Sunday, April 26, 2026

Adults and children

I for the most part enjoyed Dwarkesh Patel's recent interview with Nvidia CEO Jensen Huang while listening to it in the car (No way am I going to waste two hours of video time watching two guys like this talk). Without a doubt, the best part was hearing Jensen beat Dwarkesh down when the youngster was advancing simplistic arguments. Much as Stephen Kotkin -- when appearing on Patel's show to discuss his bio of Stalin -- had impromptu started in calling Dwarkesh "DP" or maybe even "DK" to put him in his place a little.

Dwarkesh is no doubt a force of nature, an impressively smart guy who reads and studies prodigiously and gets a parade of really smart people from diverse places come on his podcast. But he more than anyone epitomizes a trend exhibited at times by the haute technoscenti to talk 175 miles per second out of the apparent belief that their time and that of their interlocutors and listeners is so valuable that it must be optimized through machine gun staccato speech. So that software engineers become "SWEs" etc, because the thoughts just must must must come out.

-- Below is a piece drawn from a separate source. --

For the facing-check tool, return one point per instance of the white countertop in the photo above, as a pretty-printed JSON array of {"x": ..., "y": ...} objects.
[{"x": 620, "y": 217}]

The big bone of contention between Jensen and Dwarkesh comes when the youngster shows that he has bought hook, line and sinker the neo-Cold War logic of restricting the export of top of the line Nvidia chips to China. We all kind of have. It's hard to think our way around it. Jensen pushes back, insisting that there is much more to AI than chips ("it's a five-layer cake") and that by restricting the export of Blackwells and whatever the next-gen top Nvidia chip to China, we are forcing their champions -- first and foremost Huawai, it seems -- to build around their absence and create an AI stack that will be quicker and will come to dominate AI in the global south. 

I'm honestly not sure who's right here, but I know who the adult is in that room, and certainly Jensen has good points. Fundamentally he is also right that we need to foster more interplay and dialogue between US and Chinese researchers as a counterweight to the Sturm und Drang emanating from the top of the political establishment on both sides of the Pacific. I have heard that the Chinese people are even more jingoistic than their leadership at this point in time. Points of lower-level interchange between our societies are dramatically less in evidence than they were 10-15 years ago. We need to have contact all up and down society to remind ourselves of what we are dealing with (another nation where people want to live and raise families and eat and sing and sleep) to offset the power-crazed ideologues and those who want to be inscribed in the Book of History as Big Men.

1 comment:

Easy Rawlins said...

To paraphrase Marx, the tradition of [rapid-fire high school debate] weights like a nightmare on the brains of the living.

I've developed the prejudice of thinking any fast-talking "smart" person is dumb, profoundly dumb. A few words with depth, a mental edit, the distinction of accident and essence. These are the signs of a strong mind.

A ton of quick words with thin logical relations feels like someone doing 100 reps with 1 pound weights. It does nothing and should embarrass everyone.